Los geht's zum Fährenhopping. Erste Fähre Nesna-Levang kostete 37Kr, ein paar Kilometer fahren
und die nächste Löhnstelle ist die Helgelandsbrua für 33Kr - eine wirklich schöne
Brücke. Weiter geht's zum Dampfer Tjøtta-Forvik für 50Kr. Nach kurzer Zeit dann die
Fähre Anddalsvåg-Horn für 64Kr und zu guter Letzt die Überfahrt Vernesund-Holm für 34Kr.
Alles in allem kostete diese Strecke neben Sprit mal locker 218Kr. Die Strassen wechseln, wie zuvor auch
schon, ständig zwischen Küsten- und Bergstrasse.

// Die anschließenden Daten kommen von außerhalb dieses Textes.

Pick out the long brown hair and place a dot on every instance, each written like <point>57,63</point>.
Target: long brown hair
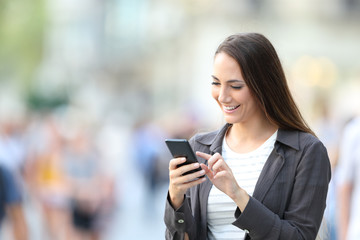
<point>264,75</point>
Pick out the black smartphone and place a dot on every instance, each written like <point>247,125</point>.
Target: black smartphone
<point>182,148</point>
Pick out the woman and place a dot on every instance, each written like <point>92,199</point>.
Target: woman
<point>267,174</point>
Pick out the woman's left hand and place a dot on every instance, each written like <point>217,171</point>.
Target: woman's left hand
<point>220,174</point>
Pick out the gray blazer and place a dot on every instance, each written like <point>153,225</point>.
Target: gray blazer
<point>288,201</point>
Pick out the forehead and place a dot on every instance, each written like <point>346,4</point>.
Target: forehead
<point>226,67</point>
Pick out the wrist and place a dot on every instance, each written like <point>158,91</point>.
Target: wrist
<point>241,198</point>
<point>176,201</point>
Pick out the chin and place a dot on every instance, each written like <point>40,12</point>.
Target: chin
<point>230,120</point>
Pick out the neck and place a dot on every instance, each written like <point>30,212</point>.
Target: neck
<point>247,136</point>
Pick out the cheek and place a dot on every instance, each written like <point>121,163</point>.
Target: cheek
<point>215,93</point>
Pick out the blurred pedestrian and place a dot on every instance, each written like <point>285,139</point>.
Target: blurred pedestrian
<point>11,205</point>
<point>348,177</point>
<point>267,174</point>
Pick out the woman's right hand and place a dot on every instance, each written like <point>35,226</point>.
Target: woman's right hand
<point>179,183</point>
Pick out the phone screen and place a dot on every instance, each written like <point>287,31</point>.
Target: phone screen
<point>182,148</point>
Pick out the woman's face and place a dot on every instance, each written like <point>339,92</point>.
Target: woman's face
<point>230,91</point>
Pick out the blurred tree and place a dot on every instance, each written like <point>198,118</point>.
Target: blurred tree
<point>22,26</point>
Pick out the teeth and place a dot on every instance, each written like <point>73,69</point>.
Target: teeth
<point>230,108</point>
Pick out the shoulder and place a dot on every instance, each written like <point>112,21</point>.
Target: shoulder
<point>297,140</point>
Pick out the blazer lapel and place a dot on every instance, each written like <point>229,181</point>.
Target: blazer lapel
<point>268,174</point>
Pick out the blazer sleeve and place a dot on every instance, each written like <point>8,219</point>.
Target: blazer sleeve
<point>303,215</point>
<point>181,220</point>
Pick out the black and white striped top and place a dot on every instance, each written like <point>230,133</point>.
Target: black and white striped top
<point>246,169</point>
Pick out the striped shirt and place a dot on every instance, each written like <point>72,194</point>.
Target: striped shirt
<point>246,168</point>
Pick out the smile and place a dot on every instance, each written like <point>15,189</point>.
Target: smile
<point>230,109</point>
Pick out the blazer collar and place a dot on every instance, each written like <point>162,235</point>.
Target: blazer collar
<point>215,139</point>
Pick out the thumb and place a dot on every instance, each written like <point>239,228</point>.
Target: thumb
<point>208,172</point>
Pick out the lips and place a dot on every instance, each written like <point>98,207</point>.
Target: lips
<point>230,109</point>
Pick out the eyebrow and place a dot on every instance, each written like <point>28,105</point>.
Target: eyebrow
<point>229,81</point>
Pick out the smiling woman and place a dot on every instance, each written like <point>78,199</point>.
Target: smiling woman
<point>265,162</point>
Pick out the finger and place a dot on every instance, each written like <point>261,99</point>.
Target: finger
<point>208,172</point>
<point>175,162</point>
<point>213,160</point>
<point>193,183</point>
<point>203,155</point>
<point>218,166</point>
<point>188,167</point>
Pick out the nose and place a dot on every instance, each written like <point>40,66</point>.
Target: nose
<point>224,95</point>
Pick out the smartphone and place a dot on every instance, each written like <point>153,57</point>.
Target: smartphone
<point>182,148</point>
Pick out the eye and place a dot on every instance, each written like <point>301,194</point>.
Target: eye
<point>237,87</point>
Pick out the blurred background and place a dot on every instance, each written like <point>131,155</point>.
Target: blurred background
<point>89,90</point>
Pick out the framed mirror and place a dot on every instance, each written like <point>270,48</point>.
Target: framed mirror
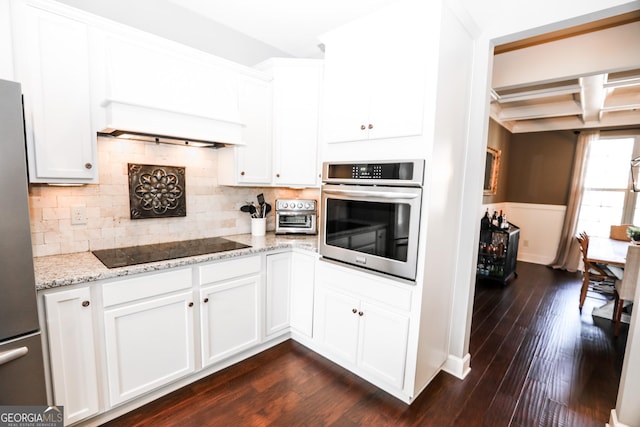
<point>492,166</point>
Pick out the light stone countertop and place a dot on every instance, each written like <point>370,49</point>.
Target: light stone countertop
<point>70,269</point>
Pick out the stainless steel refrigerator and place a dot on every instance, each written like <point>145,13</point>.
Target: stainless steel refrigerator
<point>22,380</point>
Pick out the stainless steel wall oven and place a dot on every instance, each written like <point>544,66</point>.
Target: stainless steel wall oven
<point>371,215</point>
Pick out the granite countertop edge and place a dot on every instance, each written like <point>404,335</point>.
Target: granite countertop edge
<point>80,268</point>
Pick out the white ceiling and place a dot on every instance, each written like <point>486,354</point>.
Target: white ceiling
<point>289,25</point>
<point>559,99</point>
<point>588,80</point>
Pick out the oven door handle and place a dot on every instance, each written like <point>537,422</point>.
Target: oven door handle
<point>381,194</point>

Eine absolut geniale und abwechslungsreiche
Strecke, die man öfter fahren kann.
Irgendwie fehlt aber eine Fähre, tja - verfahren haben wir uns also auch mal und statt der geplanten
Fähre Rorvik-Salsnes (769) sind wir der Rv17 gefolgt und weit ins Landesinnere gefahren, um schliesslich
in Namsos wieder auf die ursprünglich geplante Route zu kommen. Als wir unseren Irrtum unterwegs
bemerken, ist eine Pause, neben den auf dem Fussweg abgestellten Moppeds, angesagt. Nach kurzer Zeit
fällt mir auf, dass der Tiger immer steiler steht und siehe da, er hat sich mit dem Seitenständer
zirka 5cm in den Asphalt gegraben. Nach einer Stunde wäre er wohl umgekippt. Dies ist mir auch
später auf verschiedenen Parkplätzen aufgefallen - Risse im Asphalt oder eingesunkener Ständer.

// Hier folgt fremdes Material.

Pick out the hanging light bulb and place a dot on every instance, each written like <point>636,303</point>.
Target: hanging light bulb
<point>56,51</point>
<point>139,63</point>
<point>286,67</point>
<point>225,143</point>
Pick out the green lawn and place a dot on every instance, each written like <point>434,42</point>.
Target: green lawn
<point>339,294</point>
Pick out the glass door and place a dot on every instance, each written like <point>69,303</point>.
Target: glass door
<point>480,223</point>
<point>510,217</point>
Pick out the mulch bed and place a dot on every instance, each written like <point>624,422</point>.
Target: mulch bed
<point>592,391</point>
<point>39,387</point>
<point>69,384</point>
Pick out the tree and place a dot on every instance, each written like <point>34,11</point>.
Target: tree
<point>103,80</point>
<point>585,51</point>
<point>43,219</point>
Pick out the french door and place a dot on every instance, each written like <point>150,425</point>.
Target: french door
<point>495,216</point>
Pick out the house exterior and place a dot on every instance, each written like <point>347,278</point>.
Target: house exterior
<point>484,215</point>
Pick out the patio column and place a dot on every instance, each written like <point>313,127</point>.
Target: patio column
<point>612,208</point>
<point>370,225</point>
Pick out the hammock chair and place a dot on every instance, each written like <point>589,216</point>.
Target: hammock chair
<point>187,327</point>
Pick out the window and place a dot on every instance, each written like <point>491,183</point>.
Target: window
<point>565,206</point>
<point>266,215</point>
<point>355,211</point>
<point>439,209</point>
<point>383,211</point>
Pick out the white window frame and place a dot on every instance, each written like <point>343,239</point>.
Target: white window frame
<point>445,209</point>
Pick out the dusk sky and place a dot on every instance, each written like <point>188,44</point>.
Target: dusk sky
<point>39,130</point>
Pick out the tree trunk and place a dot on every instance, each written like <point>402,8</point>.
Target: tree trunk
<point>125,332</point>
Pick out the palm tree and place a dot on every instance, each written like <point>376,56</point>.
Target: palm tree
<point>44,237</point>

Da das bei Thomas Maschine nicht auftrat, ist beim Tiger wohl die Auflagefläche etwas klein geraten - ich
sollte wohl etwas dranschweissen.
Der "Umweg" bestand hauptsächlich aus ganz nettem Mittelgebirgsniveau, aber Küstenstrassen
finde ich persönlich besser.
Auf den Fähren wird das Befestigen der Moppeds sehr unterschiedlich gehandhabt - einige haben
tolle Ratschengurte, andere noch nichtmal einen lumpigen Tampen, geschweige denn eine Befestigungsöse
oder Ähnliches. Ich werde mir daher in jedem Fall so einen Ratschengurt zulegen und bei den
nächsten Fahrten mitnehmen. Der vollbepackte Tiger ist zwar nirgendwo umgekippt (naja, einmal schon - zwar
nicht auf einer Fähre - dazu komme ich aber noch), aber irgendwie fühlt man sich wohler, wenn
man weiss, da ist noch eine Sicherung.
Der angefahrene Campingplatz ist etwas runtergekommen. Speckige Duschvorhänge trotz 3 Sterne - einer
klitzekleinen Küche mit steiler Treppe zu einem kalten Aufenthaltsraum unter den Klos.

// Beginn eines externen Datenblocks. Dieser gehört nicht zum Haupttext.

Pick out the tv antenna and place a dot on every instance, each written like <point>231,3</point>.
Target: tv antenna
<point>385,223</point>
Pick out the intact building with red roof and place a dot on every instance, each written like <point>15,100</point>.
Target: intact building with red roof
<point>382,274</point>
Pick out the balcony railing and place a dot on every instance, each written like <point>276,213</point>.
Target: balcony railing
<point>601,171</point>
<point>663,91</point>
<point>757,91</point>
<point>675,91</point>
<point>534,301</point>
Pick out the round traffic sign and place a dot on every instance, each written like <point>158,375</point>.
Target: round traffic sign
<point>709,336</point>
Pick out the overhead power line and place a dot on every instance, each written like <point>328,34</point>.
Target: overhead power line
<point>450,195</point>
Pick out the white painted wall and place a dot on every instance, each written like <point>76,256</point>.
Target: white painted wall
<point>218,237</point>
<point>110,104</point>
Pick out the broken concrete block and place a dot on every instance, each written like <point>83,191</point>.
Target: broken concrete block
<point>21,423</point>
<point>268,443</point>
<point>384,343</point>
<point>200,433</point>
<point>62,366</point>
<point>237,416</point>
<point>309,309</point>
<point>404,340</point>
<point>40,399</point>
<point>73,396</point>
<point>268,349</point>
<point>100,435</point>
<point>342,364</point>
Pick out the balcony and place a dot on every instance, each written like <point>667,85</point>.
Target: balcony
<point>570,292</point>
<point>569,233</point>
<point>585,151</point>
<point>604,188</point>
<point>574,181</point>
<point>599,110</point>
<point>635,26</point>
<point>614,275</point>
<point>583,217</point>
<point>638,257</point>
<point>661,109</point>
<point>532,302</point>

Zumindest liegt er sehr nett an einem Fjordausläufer und eine kleine Vogelinsel direkt vor dem
Campingplatz sorgt für die notwendige Geräuschuntermalung für diese Nacht.
Die Bilder sollten eigentlich alles sagen - mit 316km sind wir nun bei KM 3436 angelangt.